Xavier, a resident of Neerodi, explains, “Our assumption that 37 people are dead is not without basis. We have reached this conclusion based on those who saw the dead bodies. What’s more, our village is devastated. Who will give us compensation for the boats? The boats cost anything between Rs 20 lakh and Rs 60 lakh. The government’s figure is a mere eyewash.”

With fishermen reporting sightings of dead bodies floating in the sea, the Navy has reportedly stepped up its search and rescue efforts. “Now, the union government is claiming that a ship has been sent to the deep sea for bringing back the dead bodies. The ship has a freezer. But the most miserable fact is that not a single dead body has been recovered so far,” exclaims John.

‘Trusting govt was our fault’

Much of the anger at Neerodi is directed at the government – both Union and State.

Stephy, an engineering student, voices out this anger, “Our fault was that we had trusted the government. When men in the village had gone in search of the missing persons, they have seen the bodies, and they even got the identity proofs of a few. This confirmed that they were dead. If the fishermen had ventured without waiting for the government’s rescue operations, the number of casualties could have been reduced.”

She points out that the Coast Guard had carried out search and rescue operations only up to 60 nautical miles, while the fishermen from the village, who practiced deep sea fishing, had ventured further out.   “The rescue team of fishermen, which had gone from here, had gone up to 120 nautical miles.

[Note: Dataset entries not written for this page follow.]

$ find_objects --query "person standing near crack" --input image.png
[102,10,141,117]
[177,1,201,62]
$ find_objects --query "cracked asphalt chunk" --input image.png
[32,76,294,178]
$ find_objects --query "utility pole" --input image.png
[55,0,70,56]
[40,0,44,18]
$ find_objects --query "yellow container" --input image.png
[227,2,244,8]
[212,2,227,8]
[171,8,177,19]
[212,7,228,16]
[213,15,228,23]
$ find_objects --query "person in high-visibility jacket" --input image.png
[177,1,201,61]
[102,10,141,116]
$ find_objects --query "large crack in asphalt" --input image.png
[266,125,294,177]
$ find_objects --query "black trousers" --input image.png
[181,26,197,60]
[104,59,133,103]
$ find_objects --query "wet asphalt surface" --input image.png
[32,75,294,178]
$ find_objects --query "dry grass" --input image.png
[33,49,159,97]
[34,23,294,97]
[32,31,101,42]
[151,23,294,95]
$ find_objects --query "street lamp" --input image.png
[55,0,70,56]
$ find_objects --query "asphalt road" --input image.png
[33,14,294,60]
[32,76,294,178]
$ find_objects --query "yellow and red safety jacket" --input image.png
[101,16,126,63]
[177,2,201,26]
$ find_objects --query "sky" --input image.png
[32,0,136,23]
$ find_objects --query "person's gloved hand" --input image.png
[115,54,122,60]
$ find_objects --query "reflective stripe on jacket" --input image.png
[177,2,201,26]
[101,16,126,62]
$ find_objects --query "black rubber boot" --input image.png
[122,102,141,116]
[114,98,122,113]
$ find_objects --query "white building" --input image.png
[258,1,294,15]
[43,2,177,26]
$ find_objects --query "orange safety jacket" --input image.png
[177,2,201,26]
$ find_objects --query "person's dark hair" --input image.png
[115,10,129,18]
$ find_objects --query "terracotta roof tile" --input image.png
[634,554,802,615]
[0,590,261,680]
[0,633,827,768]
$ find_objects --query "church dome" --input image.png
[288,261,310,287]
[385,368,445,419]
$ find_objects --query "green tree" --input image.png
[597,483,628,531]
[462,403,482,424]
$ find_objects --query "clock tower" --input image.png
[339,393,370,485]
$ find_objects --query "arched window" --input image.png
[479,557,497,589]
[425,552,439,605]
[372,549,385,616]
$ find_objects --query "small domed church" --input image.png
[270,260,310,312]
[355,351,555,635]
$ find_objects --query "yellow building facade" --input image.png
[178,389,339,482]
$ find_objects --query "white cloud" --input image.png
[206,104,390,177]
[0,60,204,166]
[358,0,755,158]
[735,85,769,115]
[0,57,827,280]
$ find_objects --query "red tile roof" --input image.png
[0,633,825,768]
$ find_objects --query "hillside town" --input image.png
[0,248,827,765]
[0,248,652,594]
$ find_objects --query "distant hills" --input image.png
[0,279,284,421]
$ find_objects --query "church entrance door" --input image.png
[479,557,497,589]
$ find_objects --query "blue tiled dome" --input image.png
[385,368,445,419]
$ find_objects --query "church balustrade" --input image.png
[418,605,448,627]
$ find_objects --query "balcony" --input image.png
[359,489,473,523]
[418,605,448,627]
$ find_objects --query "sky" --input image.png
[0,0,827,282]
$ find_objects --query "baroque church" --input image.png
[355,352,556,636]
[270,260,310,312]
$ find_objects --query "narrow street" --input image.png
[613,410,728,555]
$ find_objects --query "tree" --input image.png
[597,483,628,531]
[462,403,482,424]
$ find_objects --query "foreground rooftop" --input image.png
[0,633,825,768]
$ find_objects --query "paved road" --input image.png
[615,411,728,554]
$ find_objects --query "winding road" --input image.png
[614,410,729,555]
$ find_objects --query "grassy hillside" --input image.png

They saw the capsized boat in which 13 men from the village had been on. They also saw dead bodies floating during the rescue attempt.”

On Monday, a mass prayer was conducted in each of the eight villages in Kanyakumari, in memory of those who are suspected to be dead and for the many hundreds, who are still missing. With hope no longer providing comfort, it is the horrifying stories from out at sea that are allowing villages like Neerodi to grieve and mourn their dead.